As Close as It Gets

 


According to the historians of Facebook, it has been twelve years since my heart attack.  I'm a couple of days late.  But I got to thinking about those dozen years and how close to death I came then.  All I really remember is the pain.  And the fact I could hardly breathe.  I was told later that in another five minutes I wouldn't be here.  Same is true of my appendicitis.  They said I had about five minutes then too.  Maybe five minutes is all they give anyone, but for me it happened twice.

I say twice is enough.  Both times the right surgeons just happened to be there.  But really, it's by Providence I'm even here.  This old body can't take any more close brushes with death.  But looking over the past 72 years of my life, I've had more brushes with death, but at those times, I didn't think anything of it.  Parts were just being a kid and parts were just being lucky.  But I know a lot of people born in 1951 didn't make it this far with some never making it out of childhood.  

I've seen and experienced a lot in my 72 years of life, but some have had more exciting and challenging lives, but I'm thinking there is a Divine reason for me to be living today.  Part is simply sheer will.  Part is trusting those involved with my care.  Part is support of family.  But perhaps most importantly, it just wasn't my time.  We took a lot of family photos that Christmas and although I lost some 20 pounds, I look sickly.  I still wasn't feeling 100% that Christmas having just come from the hospital.

But for the most part I've managed my weight.  Although it took Covid to lower my weight and kept it steady.  I can't say what my best Christmas has been, but the Christmas of 2011 had to be the best one.  I was alive to spend that Christmas with family.  My family might remember that Christmas better than I do, because in all honesty all I remember about that Christmas are from photos and the fact the kids shoveled the driveway for me that year.  

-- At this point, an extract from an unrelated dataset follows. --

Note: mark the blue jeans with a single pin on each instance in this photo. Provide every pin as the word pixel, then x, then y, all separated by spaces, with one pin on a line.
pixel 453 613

But just being alive for Christmas was what really mattered.  I was still here to enjoy it with family.  I never really asked why it happened or questioned my reason for being here.  I just knew it wasn't my time.  I just wasn't going to let death win.  I still have a Divine purpose for being here and why I say I'm a Spiritual person.  I won't say that two brushes with death in four years are accredited to my Spirituality, but they did add another layer each to my Spirituality which was already present.

Since my appendicitis, I think I can say that one more serious event might be it, but not yet.  Maybe like Mark Twain I could say my reason to live is to smoke a pipe.  But I won't go that far.  I enjoy my pipes, but they aren't the reason I live.  Today my pipe is my Peterson Churchwarden with my Christmas Spice tobacco, and I'm just happy to be able to enjoy smoking my pipes and do what I do.  I'm just happy to be alive.  If you're reading this I thank you for being a part of my life.  Thank you for your time and Peace to each one of you.